Solidarity with the Iraqi people and the country’s intellectuals!

group of Iraqi intellectuals
2010 / 12 / 10

Solidarity with the Iraqi people and the country’s intellectuals!
08/12/2010
Stop the present vicious attack on democratic, civil and cultural rights in Iraq

By a group of Iraqi intellectuals


Iraq has recently witnessed a vicious onslaught on basic democratic and cultural rights, in grave violation of the Iraqi Constitution, orchestrated by a number of provincial councils, including the capital Baghdad.

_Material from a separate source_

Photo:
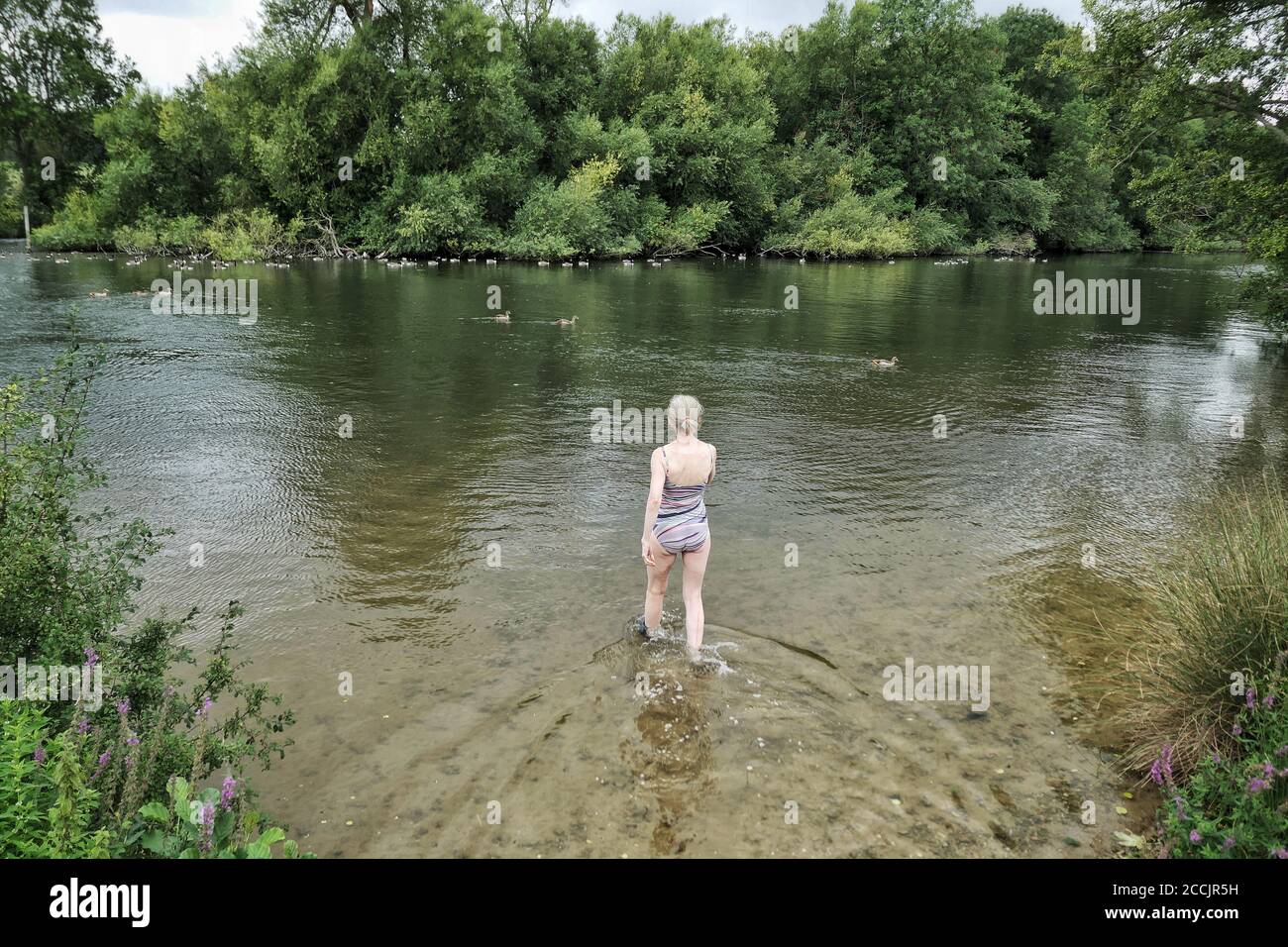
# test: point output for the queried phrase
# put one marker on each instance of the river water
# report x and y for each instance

It has been reported today (8 December 2010) that the Ministry of Education is to prohibit the teaching of theatre and music at the Institute of Fine Arts in Baghdad. According to this report, statues and works of art at the entrance of the Institute are also to be removed. No explanation has been given for this decision, but some students believe that the pretext is religious.

But this is not an isolated incident. One most serious attack recently has been the closing down by security forces, on orders from the Baghdad provincial council, of the Iraqi Writers’ Union social club in central Baghdad. The provincial council took a decision on 26th November 2010 to close down all nightclubs, based on an infamous decree made by Saddam Hussein’s Revolutionary Command Council (No. 82, 1994) and it is still in force! That decree, issued by the dictatorial regime, was part of the so-called “Faith Campaign” launched by Saddam Hussein, using a religious pretext, in a desperate attempt to shore up his crumbling and isolated regime.

The president of Baghdad provincial council, Kamel al-Zaidi, has tried to justify this act as being part of moves by the council to close down nightclubs ‘that do not possess proper licences, and in response to public complaints’. He has even issued threats of further action against intellectuals organising protests.

In recent months, during the political crisis around the formation of a new government, repressive measures were taken also in other provinces. The provincial Council of Babil, just south of Baghdad, took the decision to ban songs and plays in the programme of the renowned Babil Festival, an annual cultural event. In Basra, the provincial council intervened to cancel a French Circus programme, trying to justify its action on flimsy religious grounds.

Democratic and civil society organisations, with an active participation of cultural associations and intellectuals, have now organised a national campaign against these repressive measures. They consider them to be part of a systematic policy to suppress democratic rights and freedoms, and to lay the foundations for a despotic religious state in Iraq, against the will of the Iraqi people.

As part of the campaign against repression, a big public protest meeting was held in Al-Mutanabi Street (the heart of the Iraqi book-selling district) in central Baghdad, on 3rd December 2010, expressing solidarity with the Iraqi Writers’ Union and calling for immediate action by the government and parliament to rescind the recent repressive and unconstitutional measures taken by local authorities in Baghdad and several other provinces.

A solidarity campaign has been launched by a number of Iraqi intellectuals based in the UK to lobby the British Parliament, government, intellectuals, cultural associations and human rights organisations in order to press the Iraqi Government and parliament to act immediately:

• To annul all the repressive and anti-democratic measures taken by the Baghdad provincial council and other local authorities.

• To abolish all the draconian decrees that had been issued by Saddam Hussein’s dictatorial regime and its so-called “Revolutionary Command Council”.

• To abide by the civil and democratic rights stipulated in the Iraqi Constitution, and to take firm action against any violations of these rights and freedoms.

• To defend the intellectual rights and freedom of expression by democratic and civil society organisations.